Mrs. Opoku-Gyasi said the mission to commemorate the day is to work together to break down the barriers and advocate for policies that ensure that “every woman and girl has access to affordable and sustainable menstrual products”.

The Executive Director stressed that “menstrual hygiene is not a luxury, but a necessity and also not a privilege but a right,” and called on stakeholders to support initiatives that provide education on menstrual health and also to invest in infrastructure that guarantees safe and private sanitation facilities for all.

The girls joyfully displaying their sanitary pads

Nana Frimpong Manso Adakabre, the Adesuahene of Agogo Traditional area who is also the CEO of Adesua Foundation Ghana, suggested that government should consider free supply of sanitary pads to second cycle schools, because it is too expensive for the girls to afford every month.
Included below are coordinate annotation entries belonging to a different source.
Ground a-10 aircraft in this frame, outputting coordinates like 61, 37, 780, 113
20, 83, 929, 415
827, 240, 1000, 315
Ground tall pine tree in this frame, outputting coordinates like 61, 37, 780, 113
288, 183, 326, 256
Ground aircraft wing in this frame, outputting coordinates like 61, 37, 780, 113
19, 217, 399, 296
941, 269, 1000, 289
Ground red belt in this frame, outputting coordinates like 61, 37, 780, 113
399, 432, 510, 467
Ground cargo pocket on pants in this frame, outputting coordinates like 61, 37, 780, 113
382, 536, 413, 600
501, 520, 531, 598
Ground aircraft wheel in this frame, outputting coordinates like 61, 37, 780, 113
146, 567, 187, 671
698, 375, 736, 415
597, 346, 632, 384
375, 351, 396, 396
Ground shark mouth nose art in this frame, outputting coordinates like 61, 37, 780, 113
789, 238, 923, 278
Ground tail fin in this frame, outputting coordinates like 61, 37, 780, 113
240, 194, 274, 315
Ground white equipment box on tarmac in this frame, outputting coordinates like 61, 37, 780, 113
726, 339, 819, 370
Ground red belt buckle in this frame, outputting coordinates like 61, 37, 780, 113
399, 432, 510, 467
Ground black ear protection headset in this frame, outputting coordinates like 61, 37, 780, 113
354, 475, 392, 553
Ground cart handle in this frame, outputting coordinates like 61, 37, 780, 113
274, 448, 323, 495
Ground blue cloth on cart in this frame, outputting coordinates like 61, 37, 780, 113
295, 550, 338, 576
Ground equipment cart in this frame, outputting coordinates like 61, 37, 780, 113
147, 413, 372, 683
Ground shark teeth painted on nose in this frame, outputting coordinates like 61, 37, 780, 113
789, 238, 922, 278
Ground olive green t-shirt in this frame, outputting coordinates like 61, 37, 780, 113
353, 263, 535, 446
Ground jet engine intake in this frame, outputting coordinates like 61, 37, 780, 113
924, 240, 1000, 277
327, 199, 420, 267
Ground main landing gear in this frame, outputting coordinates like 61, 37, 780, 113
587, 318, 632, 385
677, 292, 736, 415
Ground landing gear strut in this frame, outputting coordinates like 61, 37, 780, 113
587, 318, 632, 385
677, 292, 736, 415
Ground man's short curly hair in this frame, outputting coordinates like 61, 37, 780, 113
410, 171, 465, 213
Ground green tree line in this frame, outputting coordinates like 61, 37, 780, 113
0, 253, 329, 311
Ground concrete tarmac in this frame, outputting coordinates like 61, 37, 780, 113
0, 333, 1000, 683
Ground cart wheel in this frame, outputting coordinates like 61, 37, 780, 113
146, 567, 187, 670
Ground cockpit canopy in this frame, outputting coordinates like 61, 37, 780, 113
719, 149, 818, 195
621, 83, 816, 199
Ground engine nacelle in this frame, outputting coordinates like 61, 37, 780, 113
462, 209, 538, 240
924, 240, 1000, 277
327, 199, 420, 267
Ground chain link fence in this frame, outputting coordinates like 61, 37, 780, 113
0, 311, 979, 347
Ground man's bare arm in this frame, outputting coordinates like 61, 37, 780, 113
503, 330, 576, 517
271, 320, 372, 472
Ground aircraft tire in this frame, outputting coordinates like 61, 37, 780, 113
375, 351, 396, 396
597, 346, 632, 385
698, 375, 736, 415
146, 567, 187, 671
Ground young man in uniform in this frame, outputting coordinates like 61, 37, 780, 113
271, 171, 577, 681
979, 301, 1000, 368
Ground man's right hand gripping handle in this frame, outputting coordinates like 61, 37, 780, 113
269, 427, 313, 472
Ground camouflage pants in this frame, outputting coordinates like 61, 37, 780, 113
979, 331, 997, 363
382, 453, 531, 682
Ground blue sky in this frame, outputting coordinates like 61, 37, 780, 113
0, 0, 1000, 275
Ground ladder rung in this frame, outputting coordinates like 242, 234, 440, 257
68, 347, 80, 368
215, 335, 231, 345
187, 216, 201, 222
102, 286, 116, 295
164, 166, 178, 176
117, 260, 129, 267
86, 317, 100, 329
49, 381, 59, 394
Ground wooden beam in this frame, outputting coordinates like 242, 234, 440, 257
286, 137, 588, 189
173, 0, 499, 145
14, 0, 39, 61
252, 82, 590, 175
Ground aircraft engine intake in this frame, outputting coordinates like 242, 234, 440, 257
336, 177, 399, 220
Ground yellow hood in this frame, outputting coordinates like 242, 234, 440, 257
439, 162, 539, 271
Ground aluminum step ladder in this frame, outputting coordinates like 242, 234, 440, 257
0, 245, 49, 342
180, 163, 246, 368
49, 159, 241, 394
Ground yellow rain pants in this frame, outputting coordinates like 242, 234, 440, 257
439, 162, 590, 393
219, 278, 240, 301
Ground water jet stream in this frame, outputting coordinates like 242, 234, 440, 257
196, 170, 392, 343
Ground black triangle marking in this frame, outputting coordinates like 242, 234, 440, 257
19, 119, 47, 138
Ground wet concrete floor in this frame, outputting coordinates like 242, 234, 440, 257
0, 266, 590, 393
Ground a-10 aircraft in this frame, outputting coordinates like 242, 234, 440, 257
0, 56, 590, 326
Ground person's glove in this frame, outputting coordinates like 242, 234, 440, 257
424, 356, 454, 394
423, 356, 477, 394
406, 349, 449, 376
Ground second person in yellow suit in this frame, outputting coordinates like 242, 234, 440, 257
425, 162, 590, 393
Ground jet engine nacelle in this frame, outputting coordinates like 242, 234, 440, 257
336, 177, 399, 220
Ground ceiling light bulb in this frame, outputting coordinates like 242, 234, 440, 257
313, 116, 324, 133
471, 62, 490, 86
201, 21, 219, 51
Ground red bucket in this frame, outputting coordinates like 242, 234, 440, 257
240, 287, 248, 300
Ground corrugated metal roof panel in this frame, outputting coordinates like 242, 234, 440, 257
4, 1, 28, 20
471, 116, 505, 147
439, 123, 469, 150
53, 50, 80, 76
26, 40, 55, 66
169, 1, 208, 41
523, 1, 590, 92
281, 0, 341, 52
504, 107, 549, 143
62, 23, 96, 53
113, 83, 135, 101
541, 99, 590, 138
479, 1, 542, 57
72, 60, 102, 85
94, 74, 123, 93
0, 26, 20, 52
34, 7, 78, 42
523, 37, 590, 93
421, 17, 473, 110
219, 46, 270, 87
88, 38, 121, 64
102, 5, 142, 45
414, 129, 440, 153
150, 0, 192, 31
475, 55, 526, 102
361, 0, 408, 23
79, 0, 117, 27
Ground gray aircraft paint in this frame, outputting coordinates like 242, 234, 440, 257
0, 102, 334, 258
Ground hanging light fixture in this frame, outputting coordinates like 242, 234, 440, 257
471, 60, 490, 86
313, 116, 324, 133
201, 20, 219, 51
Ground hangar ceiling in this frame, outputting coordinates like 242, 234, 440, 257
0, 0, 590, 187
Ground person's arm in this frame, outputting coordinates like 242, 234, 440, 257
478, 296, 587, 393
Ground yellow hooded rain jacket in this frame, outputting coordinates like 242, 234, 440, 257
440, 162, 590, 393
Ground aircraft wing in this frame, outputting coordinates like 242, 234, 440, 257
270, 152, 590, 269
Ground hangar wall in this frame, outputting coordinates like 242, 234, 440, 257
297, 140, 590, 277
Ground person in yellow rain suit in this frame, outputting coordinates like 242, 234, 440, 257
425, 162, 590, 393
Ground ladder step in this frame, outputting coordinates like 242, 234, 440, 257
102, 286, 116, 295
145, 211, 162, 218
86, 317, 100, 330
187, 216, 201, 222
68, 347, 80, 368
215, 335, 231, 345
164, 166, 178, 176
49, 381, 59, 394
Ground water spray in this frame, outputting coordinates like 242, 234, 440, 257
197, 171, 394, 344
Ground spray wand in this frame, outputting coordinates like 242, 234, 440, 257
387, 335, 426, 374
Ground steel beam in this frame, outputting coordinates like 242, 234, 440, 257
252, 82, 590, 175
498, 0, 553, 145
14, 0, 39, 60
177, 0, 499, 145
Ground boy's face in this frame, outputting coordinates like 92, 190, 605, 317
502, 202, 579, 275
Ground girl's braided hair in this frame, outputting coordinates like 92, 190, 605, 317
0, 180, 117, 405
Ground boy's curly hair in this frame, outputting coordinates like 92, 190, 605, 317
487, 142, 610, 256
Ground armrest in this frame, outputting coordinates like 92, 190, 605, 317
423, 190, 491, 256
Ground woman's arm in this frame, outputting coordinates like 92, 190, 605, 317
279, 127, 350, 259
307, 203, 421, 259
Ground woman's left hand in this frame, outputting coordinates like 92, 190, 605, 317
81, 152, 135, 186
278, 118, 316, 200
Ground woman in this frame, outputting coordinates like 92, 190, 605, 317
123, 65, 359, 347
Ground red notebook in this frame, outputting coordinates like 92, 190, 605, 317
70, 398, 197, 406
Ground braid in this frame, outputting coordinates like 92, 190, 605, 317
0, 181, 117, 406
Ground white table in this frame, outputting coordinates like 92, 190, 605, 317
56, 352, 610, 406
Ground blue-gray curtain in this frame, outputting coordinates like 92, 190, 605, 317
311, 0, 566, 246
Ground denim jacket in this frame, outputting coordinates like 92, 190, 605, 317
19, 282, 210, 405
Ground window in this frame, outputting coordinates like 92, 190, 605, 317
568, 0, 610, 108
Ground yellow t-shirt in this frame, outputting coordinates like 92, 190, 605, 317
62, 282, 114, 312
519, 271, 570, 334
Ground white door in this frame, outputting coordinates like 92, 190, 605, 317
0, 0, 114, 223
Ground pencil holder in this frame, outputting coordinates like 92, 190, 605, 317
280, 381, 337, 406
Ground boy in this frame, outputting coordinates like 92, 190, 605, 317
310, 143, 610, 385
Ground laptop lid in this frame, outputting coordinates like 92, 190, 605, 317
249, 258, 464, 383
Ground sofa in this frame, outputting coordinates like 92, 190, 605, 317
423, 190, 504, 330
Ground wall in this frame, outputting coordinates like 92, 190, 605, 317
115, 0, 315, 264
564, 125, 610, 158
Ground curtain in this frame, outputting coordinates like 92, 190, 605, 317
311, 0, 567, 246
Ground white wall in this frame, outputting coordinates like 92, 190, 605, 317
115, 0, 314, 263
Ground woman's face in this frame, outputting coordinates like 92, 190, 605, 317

Alternatively, government must wave all the taxes on the imports of sanitary pads to make it affordable to girls of menstrual age.

Facilitators from the Ghana Health Service took the girls through a training workshop on menstrual hygiene management and cervical cancer prevention and treatment, general health screening and distributed free sanitary pads.

Dr. Francis Aboagye Kwarteng, a retired social worker and a Consultant who is also the CEO of FRANBENNY Group of companies remarked that it is not proper to organise the menstrual hygiene day only as an annual special event and suggested to the stakeholders to consider distributing sanitary pads to schools frequently, without organising it as a special day.